Speaking in Other Tongues

Photo - istockphoto.com/agioulis
Photo - istockphoto.com/agioulis

It is normally thought, certainly was by Mel Gibson, that Christ spoke Aramaic, the Semitic tongue believed to have displaced Hebrew as the Jewish vernacular. Latin is usually ruled out. It was used in the East mainly for administrative purposes; the Romans never forced it on their subjects — hence the bad grammar joke in Monty Python's Life of Brian.
The King James Authorised Version misleads when (in Acts) it refers to Jupiter, Mercury, and Diana: the Greek naturally has Zeus, Hermes, and Artemis. Yet, Jesus and Pilate converse easily in John 18. Had Pilate acquired Aramaic? Or Christ some Latin? Or was Greek the East's common tongue (Koine)?
Those who deny Greek to Jesus usually adduce the historian Josephus' (Jewish Antiquities) difficulties with that language. Augustine (Confessions) had similar problems. Still, their troubles prove nothing about Jesus. I don't say he preached regularly in Greek. But he might have varied according to audience. One certainly wonders what tongue he used with the Hellenic woman whom he (Mark 7) healed.
Hebrew presents big, unacknowledged problems. When Jesus appeals to Old Testament texts, he might mean the Targums, i.e. Aramaic paraphrases or translations. John (5, 19) thrice gives definitions of place names “in the Hebrew tongue.” Moderns (e.g. the Oxford Dictionary of the Christian Church; G. Moulton's Manual Greek Lexicon of the New Testament) assert that Hebrew here means Aramaic.
Does their dictum also apply to Acts 22 where God speaks to Saul on the Road to Damascus and Paul preaches at Jerusalem, both occasions “in Hebrew?” When God tells Saul (Acts 26), “It is hard for thee to kick against the pricks,” he is borrowing a verse from Euripides (Bacchae 795).
These same moderns say the only foreign words put on Jesus' lips in the Greek New Testament are Aramaic, instancing Mark 5, 7, 14, 15). We should note these all come at dramatic moments: the raising of Jairus' daughter; healing a deaf mute; Christ's appeal to God as 'Abba' beseeching “Take away this cup from me;” his dying “Eloi, Eloi, Lama Sabachththani.” However, John Allegro, a distinguished multi-linguist observes that Abba is not uniquely Aramaic.
Not forgetting, of course, that Christ's cry is a quotation from the opening of Psalm 22. Many will think a dying man's last words are likely to be in his native tongue or (not always the same thing) the language he most used. Furthermore, Matthew 27 and Mark 16 (Luke and John give different last words) say some of the crowd misunderstood his cry, thinking he was “calling upon Eli.” Were these ordinary Jews who did not understand Hebrew? Or foreigners ignorant of Aramaic? Or the Roman soldiers on duty who may only have known Latin?

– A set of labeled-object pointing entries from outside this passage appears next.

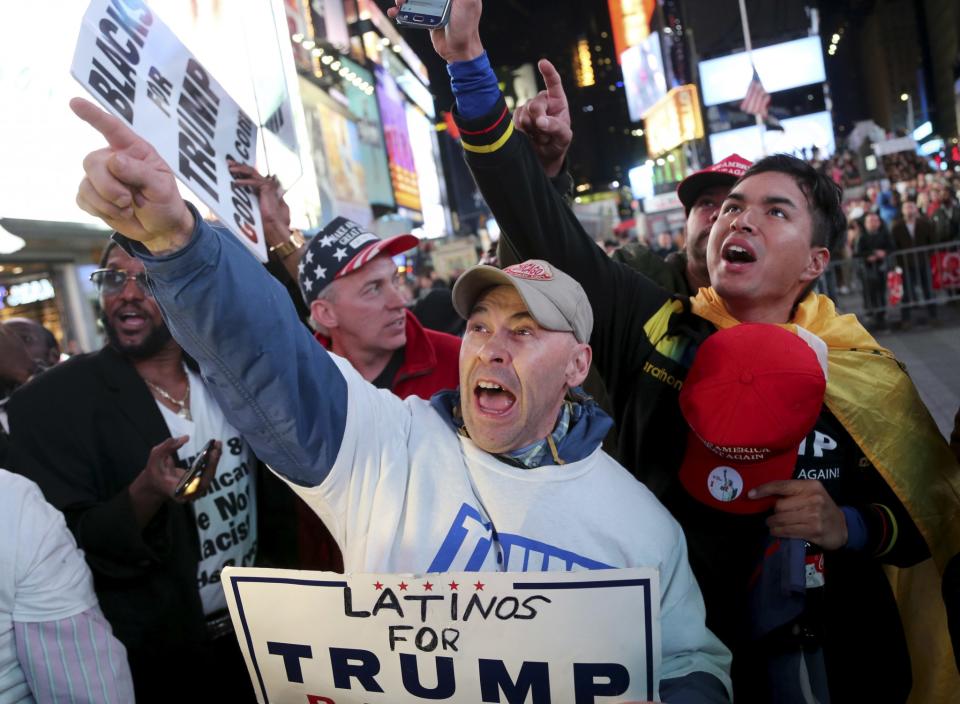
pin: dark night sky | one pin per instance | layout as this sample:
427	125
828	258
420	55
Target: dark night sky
520	31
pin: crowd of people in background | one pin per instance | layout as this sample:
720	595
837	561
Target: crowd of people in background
486	371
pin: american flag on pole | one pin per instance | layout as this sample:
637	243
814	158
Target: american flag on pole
757	100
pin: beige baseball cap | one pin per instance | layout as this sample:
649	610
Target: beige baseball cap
553	298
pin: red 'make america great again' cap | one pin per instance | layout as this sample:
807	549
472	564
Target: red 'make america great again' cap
752	395
724	173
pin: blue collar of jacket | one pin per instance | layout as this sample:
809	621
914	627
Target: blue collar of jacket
587	429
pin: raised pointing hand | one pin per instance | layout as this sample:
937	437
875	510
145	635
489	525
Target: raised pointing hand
128	185
546	120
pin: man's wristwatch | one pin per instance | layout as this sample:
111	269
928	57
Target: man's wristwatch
288	246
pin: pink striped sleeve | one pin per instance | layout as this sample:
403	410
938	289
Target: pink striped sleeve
74	659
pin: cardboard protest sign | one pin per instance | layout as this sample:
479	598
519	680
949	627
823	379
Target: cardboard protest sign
136	68
325	638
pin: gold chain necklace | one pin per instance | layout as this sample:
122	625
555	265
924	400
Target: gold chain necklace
184	410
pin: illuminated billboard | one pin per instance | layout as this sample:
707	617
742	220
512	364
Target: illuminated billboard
336	156
403	170
643	77
426	157
675	119
373	151
781	66
630	20
799	133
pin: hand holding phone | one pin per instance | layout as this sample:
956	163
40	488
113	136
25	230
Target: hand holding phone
425	14
196	478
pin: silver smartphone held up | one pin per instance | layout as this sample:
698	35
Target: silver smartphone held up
426	14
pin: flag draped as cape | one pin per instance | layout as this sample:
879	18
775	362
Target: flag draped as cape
871	394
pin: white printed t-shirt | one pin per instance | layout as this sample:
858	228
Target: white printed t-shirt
43	576
226	514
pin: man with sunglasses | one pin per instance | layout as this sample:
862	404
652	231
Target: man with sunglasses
102	435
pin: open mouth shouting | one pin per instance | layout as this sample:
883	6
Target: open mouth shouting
493	399
130	320
737	254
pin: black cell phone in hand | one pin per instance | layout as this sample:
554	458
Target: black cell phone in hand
190	481
425	14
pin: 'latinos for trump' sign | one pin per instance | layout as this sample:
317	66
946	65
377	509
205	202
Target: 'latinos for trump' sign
324	638
137	69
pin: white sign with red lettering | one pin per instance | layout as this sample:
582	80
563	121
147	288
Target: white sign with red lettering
136	68
325	638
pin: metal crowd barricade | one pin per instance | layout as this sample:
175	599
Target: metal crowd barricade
908	284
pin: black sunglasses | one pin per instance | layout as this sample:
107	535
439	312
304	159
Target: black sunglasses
112	281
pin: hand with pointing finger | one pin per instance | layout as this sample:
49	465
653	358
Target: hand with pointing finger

Which brings us to Pilate's famous INRI superscription upon the Cross (Luke 24:28; John 19:19; no such detail in Matthew or Mark), said to have been written “in Greek, Latin and Hebrew” (Luke) and “in Hebrew and Greek and Latin”(John). Their different orderings deserve notice, especially given modern praise of Luke for his particular sensitivity to language differences.
This topic (Biblically writ large from Babel to the Gift of Tongues) recurs throughout Acts: Peter and John ridiculed as “unlearned” (4:13); Barnabas, a Cypriot Jew, was surely bi-lingual (4:36); polyglot disputes with Stephen (6:9); Philip the Deacon translates Isaiah for an Ethiopian official (8:27-32); some apostles preach only to Jews, others only to Greeks (11:19-21); Jews and Greeks simultaneously addressed at Iconium (14:6). Furthermore, what language did Peter communicate in at Rome? Beyond its Jewish community, no resident would know Aramaic or Hebrew; educated Romans knew Greek, ordinary ones only Latin.